Michael Hayes

Director & App Developer

Starting your own business after graduation requires a lot of luck, focus and hard graft. The work you’re able to produce has to be of high enough quality to showcase your competency to new clients and generate new leads through referral.

Dog tie
Pictured: successful businessman

Michael Hayes runs app development company Add Jam and digital business incubator and meetup RookieOven in Glasgow. He studied Computer Science at Strathclyde before getting involved in a tech startup:

“While finishing my undergrad I joined a fellow student, Chris McCann, in starting Dizeo, a safe social network for kids. It ran for 12 months and in that time we made every mistake imaginable. It was a failure but ultimately one of the best learning experiences of my life. After Dizeo failed I was focused on moving to the US and I felt a Masters would help with getting a visa.“

Michael then went on to do a masters in Product Development:

“While doing my Masters I founded RookieOven hoping to improve the tech scene in Glasgow and try to instill a bit of the Silicon Valley culture into Scotland. I took a job at Strathclyde and I decided to stay in Scotland but never gave up on my ambition to found my own business. I worked at the University for around 12 months then joined Future Cities.”

Future City was an initiative funded by InnovateUK but ran by Glasgow City Council to gather and utilise data and make it publicly available in order to help improve public services and introduce smart solutions to some of the city’s problems.

Black Mirror
“Smart solutions” in a non Black Mirror way

Michael worked there with his current business partner, both as contractors:

“Chris and I created a load of products for them. We had a huge level of freedom to create products and drive the direction of what we were making. We did all aspects of creating them from technical to UI design. Our contract was initially 7 months but we got an extension. I met a tonne of great people in public and private sector working there.”

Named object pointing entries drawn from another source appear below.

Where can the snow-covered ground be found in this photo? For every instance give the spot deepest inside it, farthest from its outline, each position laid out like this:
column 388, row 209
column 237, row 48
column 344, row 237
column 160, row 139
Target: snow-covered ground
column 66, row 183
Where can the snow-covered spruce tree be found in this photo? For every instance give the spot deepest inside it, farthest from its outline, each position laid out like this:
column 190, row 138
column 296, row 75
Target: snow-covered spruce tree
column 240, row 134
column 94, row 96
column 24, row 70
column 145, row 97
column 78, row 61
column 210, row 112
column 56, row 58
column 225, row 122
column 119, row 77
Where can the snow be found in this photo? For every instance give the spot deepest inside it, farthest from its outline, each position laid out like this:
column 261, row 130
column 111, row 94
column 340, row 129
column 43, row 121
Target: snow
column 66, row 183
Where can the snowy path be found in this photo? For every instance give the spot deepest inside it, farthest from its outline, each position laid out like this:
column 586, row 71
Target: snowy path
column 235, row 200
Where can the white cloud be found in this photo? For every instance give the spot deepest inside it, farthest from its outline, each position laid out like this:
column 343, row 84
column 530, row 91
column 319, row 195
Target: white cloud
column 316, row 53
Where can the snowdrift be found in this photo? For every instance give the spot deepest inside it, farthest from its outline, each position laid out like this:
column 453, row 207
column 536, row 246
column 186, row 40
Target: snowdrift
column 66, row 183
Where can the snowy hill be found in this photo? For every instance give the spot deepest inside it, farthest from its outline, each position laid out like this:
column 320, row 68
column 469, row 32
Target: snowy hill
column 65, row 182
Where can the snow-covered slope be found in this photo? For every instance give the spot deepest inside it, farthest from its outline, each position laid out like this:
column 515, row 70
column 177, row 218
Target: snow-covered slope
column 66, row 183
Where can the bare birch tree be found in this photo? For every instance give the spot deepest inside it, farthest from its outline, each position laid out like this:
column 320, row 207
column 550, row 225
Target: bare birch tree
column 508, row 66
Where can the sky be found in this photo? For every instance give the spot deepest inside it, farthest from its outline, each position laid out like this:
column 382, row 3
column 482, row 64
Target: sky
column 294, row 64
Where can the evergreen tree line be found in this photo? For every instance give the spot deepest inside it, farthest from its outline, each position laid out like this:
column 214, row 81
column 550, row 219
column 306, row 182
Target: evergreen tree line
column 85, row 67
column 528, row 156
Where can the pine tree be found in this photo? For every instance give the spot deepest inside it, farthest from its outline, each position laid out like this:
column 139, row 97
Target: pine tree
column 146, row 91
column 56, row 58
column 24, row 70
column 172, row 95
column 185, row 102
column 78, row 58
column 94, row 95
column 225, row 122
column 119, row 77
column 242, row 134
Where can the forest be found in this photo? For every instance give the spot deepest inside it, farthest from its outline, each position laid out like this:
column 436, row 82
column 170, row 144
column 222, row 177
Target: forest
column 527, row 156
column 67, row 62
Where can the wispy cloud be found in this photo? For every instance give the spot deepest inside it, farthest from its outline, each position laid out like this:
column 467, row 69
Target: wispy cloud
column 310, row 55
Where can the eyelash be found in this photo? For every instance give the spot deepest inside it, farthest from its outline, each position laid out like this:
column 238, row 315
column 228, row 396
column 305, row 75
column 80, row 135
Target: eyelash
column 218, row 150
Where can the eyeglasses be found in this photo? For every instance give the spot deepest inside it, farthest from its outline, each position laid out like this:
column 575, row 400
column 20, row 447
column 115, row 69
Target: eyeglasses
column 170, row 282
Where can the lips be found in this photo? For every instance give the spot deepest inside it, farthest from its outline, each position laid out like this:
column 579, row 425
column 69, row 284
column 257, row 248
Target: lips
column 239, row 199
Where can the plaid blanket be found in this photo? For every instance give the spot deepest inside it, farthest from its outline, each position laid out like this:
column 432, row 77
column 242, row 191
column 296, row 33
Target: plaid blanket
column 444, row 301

Michael was fairly confident in his abilities as a product designer and developer leaving University. He values the personal, planning and time management skills he gained from his first contract and his exposure to public sector work when it comes to running his own business today. The biggest lessons he learned were to embrace failure, learn from it and keep moving forward.

Doing a long term contract or working as a junior for a brief period – in any digital business – means exposure to the kinds of things you’ll need to deal with as a business owner with a salary, benefits and less risk. If you’re an excellent animator with your own clients or have a great idea for a product and a group of friends willing to help you build it, that doesn’t mean you shouldn’t take a shot and start your own business. Just make sure you seek as much advice as you can from people who’ve successfully done similar things before you do so. It doesn’t hurt to look for these people in Scotland either. Not everyone with a good idea is the next Branson, Zuckerburg or Jobs and their advice isn’t always sacrosanct.